The Senate recently passed the Treasury Laws Amendment (2019 Tax Integrity and Other Measures No. 1) Bill 2019. It contains several important measures, and one of these is an amendment to Income Tax Assessment Act 1997, which sets a limit on tax deductions for losses or outgoings incurred that relate to holding vacant land.
Under the Income Tax Law, taxpayers may claim the costs of holding vacant land if it is held for the purpose of gaining or producing assessable income or carrying on a business for the purpose of gaining such income. But there was concern that some taxpayers were still claiming deductions for costs associated with holding vacant land even if it was not genuinely held for the purpose of gaining or producing assessable income.
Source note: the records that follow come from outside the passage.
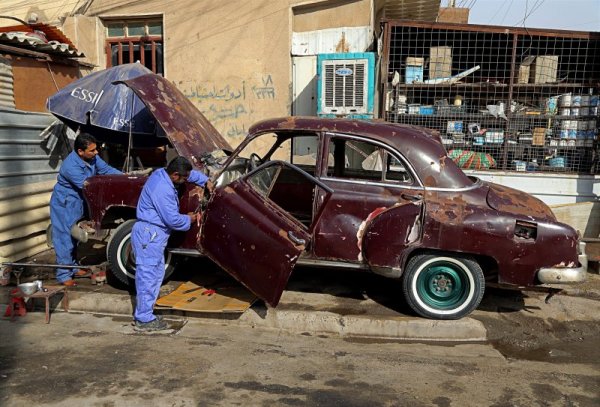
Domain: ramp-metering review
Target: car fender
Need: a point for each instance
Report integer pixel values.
(386, 235)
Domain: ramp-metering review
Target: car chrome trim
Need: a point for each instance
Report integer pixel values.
(369, 182)
(186, 252)
(475, 185)
(304, 261)
(406, 163)
(564, 275)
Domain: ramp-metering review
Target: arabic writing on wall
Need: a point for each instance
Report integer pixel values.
(230, 107)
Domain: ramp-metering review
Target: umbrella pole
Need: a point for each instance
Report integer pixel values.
(127, 169)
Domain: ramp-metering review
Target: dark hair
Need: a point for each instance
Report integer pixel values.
(83, 140)
(180, 165)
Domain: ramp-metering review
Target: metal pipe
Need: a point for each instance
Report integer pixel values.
(56, 266)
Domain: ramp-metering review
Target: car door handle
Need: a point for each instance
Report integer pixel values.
(412, 198)
(297, 241)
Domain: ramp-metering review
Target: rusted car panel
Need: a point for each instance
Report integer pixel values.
(105, 193)
(371, 195)
(423, 149)
(188, 130)
(250, 239)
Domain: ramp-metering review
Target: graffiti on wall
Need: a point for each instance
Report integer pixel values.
(231, 106)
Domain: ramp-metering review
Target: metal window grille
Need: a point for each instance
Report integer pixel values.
(528, 100)
(132, 41)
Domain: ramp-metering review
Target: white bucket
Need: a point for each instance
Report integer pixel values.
(565, 125)
(565, 100)
(585, 100)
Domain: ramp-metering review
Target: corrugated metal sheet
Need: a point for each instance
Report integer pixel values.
(333, 40)
(421, 10)
(22, 40)
(7, 95)
(27, 175)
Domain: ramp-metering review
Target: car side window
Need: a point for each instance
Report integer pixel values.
(357, 159)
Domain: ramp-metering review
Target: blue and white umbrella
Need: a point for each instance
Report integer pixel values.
(107, 110)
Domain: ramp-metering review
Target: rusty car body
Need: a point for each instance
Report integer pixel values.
(355, 194)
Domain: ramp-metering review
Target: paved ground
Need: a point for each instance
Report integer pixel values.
(338, 338)
(92, 360)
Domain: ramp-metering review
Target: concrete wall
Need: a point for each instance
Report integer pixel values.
(231, 59)
(49, 12)
(327, 14)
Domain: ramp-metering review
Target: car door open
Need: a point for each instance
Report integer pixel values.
(256, 227)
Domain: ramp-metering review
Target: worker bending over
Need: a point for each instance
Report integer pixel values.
(158, 215)
(66, 203)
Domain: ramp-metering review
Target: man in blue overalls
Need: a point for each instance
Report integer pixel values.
(158, 215)
(66, 203)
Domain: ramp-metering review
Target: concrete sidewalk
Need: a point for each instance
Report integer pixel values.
(298, 312)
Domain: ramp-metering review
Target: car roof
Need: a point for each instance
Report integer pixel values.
(421, 147)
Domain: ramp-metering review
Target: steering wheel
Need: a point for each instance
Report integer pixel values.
(254, 161)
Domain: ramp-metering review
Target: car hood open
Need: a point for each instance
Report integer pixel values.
(189, 131)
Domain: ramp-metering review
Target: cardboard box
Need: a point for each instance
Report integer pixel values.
(525, 69)
(539, 136)
(440, 62)
(414, 70)
(544, 69)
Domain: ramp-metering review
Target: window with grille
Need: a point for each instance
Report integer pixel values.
(136, 40)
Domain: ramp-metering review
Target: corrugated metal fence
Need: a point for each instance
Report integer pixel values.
(27, 175)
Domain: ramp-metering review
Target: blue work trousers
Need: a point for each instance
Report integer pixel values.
(148, 242)
(65, 211)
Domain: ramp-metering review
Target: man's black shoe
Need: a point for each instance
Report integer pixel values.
(154, 325)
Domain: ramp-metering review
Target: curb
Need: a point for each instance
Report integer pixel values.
(295, 321)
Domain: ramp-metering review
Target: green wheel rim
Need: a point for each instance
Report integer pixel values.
(443, 285)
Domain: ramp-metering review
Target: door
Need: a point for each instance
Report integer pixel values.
(250, 236)
(304, 82)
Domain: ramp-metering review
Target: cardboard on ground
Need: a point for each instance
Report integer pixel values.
(227, 299)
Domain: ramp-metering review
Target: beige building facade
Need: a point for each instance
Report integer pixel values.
(232, 59)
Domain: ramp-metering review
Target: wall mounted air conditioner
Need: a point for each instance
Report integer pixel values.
(345, 86)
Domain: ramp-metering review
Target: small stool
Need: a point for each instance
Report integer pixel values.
(52, 290)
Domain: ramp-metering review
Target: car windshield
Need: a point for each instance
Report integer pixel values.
(299, 149)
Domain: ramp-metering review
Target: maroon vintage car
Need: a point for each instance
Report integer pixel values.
(343, 193)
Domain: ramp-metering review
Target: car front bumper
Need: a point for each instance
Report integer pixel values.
(565, 275)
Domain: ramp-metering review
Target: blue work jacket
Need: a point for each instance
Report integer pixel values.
(74, 171)
(159, 204)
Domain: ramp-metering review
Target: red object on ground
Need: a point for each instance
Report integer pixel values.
(16, 305)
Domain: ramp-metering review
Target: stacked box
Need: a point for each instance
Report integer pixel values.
(440, 62)
(544, 69)
(414, 70)
(525, 70)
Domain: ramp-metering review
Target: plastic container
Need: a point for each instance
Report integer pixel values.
(565, 100)
(557, 162)
(426, 110)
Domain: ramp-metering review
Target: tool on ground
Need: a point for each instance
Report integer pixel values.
(191, 290)
(97, 271)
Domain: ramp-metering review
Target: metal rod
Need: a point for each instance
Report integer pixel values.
(61, 266)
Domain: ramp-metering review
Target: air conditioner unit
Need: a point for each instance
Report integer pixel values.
(345, 86)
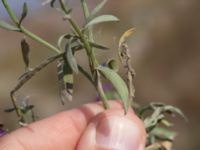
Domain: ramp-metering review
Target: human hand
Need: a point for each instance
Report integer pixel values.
(89, 127)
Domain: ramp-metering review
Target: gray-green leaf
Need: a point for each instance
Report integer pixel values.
(118, 83)
(7, 26)
(25, 52)
(98, 46)
(112, 64)
(97, 9)
(101, 19)
(70, 57)
(24, 13)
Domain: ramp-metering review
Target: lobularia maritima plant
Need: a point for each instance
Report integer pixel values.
(159, 136)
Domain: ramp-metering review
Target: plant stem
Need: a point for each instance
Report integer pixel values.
(93, 62)
(39, 40)
(87, 15)
(101, 91)
(11, 14)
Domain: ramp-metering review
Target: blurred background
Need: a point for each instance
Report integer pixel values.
(165, 54)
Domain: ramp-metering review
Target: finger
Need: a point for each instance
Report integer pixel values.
(112, 130)
(61, 131)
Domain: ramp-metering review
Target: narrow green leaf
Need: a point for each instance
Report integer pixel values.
(70, 57)
(101, 19)
(65, 80)
(24, 13)
(7, 26)
(9, 110)
(52, 3)
(118, 83)
(25, 52)
(60, 40)
(112, 64)
(97, 9)
(95, 45)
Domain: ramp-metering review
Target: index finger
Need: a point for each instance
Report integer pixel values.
(61, 131)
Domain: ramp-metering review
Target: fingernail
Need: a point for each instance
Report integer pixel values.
(118, 133)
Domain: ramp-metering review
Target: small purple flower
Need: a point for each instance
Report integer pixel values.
(2, 132)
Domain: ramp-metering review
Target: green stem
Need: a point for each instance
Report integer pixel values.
(11, 14)
(87, 15)
(39, 40)
(92, 59)
(101, 92)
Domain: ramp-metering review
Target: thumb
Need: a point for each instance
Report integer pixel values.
(112, 130)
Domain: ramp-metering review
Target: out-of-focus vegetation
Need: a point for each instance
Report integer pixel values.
(165, 52)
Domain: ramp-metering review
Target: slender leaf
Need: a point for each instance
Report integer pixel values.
(60, 40)
(65, 80)
(9, 110)
(52, 3)
(118, 83)
(112, 64)
(98, 46)
(70, 57)
(24, 13)
(101, 19)
(7, 26)
(25, 52)
(97, 9)
(125, 35)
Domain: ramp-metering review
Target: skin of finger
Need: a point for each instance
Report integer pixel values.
(61, 131)
(88, 139)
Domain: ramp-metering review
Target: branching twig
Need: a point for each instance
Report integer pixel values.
(27, 76)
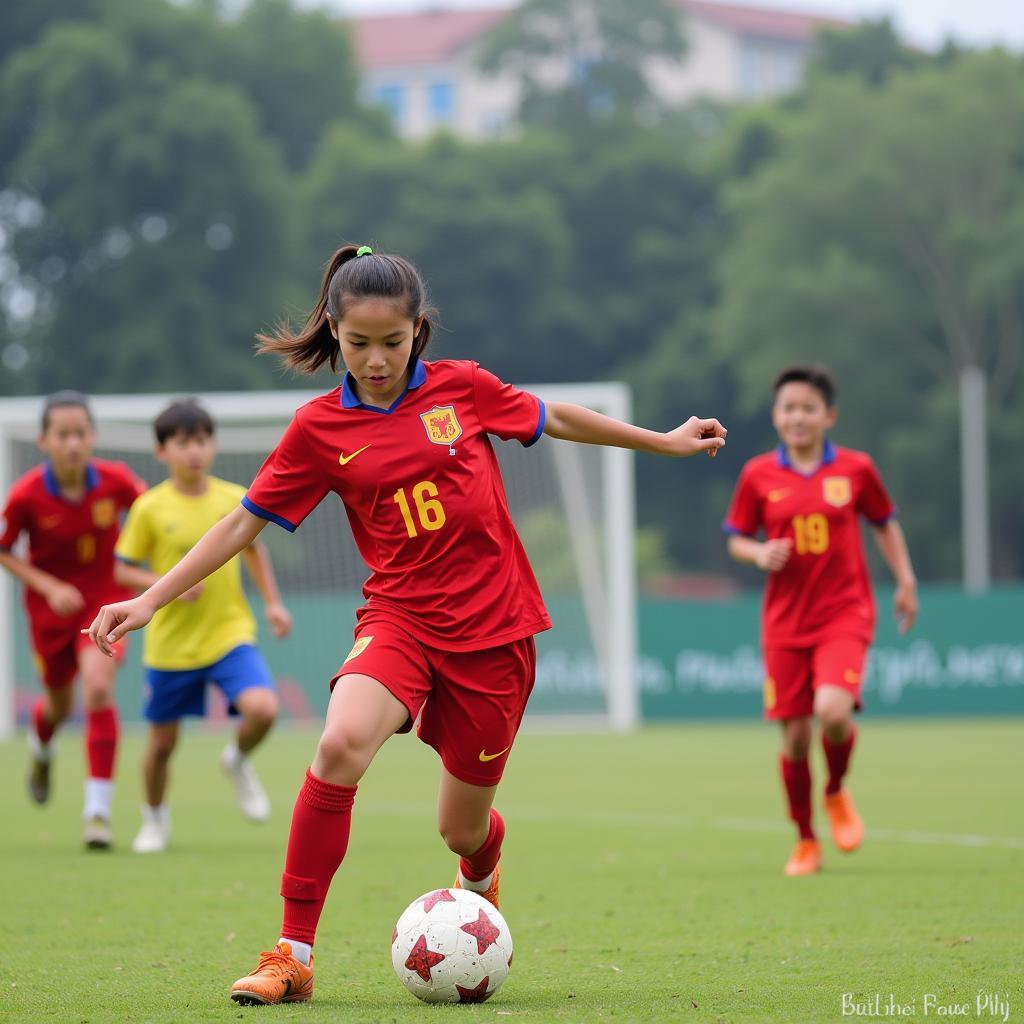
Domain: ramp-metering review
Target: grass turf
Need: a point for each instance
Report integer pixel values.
(642, 883)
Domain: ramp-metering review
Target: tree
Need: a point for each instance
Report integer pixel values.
(162, 220)
(872, 51)
(887, 240)
(581, 61)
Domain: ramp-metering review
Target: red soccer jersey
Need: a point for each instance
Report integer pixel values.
(73, 541)
(424, 497)
(823, 589)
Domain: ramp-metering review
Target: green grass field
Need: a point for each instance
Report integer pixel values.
(642, 882)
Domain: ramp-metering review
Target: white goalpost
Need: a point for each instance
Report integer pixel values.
(572, 505)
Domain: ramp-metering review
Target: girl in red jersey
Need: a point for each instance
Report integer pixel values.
(818, 616)
(452, 603)
(71, 508)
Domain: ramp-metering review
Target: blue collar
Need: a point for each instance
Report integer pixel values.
(349, 399)
(52, 487)
(827, 456)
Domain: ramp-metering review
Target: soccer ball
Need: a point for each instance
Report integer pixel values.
(451, 945)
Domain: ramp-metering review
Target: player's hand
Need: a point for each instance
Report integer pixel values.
(774, 554)
(279, 619)
(65, 599)
(115, 621)
(696, 435)
(905, 605)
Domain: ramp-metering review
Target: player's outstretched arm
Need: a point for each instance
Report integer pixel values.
(767, 555)
(892, 544)
(574, 423)
(221, 543)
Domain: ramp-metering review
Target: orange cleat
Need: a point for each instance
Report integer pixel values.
(491, 894)
(805, 859)
(279, 978)
(848, 829)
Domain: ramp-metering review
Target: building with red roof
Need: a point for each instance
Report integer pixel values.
(423, 66)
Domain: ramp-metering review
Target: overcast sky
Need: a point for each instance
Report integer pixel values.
(926, 23)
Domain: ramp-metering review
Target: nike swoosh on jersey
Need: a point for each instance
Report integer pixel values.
(344, 460)
(491, 757)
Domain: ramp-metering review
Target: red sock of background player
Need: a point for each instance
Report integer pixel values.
(838, 756)
(797, 780)
(100, 750)
(476, 869)
(43, 726)
(316, 846)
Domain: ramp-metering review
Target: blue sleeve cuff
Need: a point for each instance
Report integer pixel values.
(541, 421)
(251, 506)
(727, 527)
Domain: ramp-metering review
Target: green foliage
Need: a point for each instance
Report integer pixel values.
(583, 61)
(872, 51)
(897, 261)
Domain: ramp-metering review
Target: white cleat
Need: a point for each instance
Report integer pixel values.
(252, 798)
(153, 837)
In the current law, a taxpayer can claim deductions for losses or outgoings incurred that relate to holding vacant land if:
- the losses or outgoings were incurred in gaining or producing their assessable income; or
- the losses or outgoings relate to the taxpayer carrying on a business in order to derive assessable income.
In the new law, a taxpayer cannot claim deductions for losses or outgoings incurred that relate to holding vacant land.
However, the amendments do not apply to any losses or outgoings relating to holding vacant land to the extent the land was:
- used or held available for use by the taxpayer in the course of a business the taxpayer carries on; or
- used or held available for use by an affiliate, spouse or child of the taxpayer, or an entity that is connected with the taxpayer or of which the taxpayer is an affiliate, in carrying on a business.
- holding land that is used or made available for use in carrying on such a business by certain entities related to the taxpayer.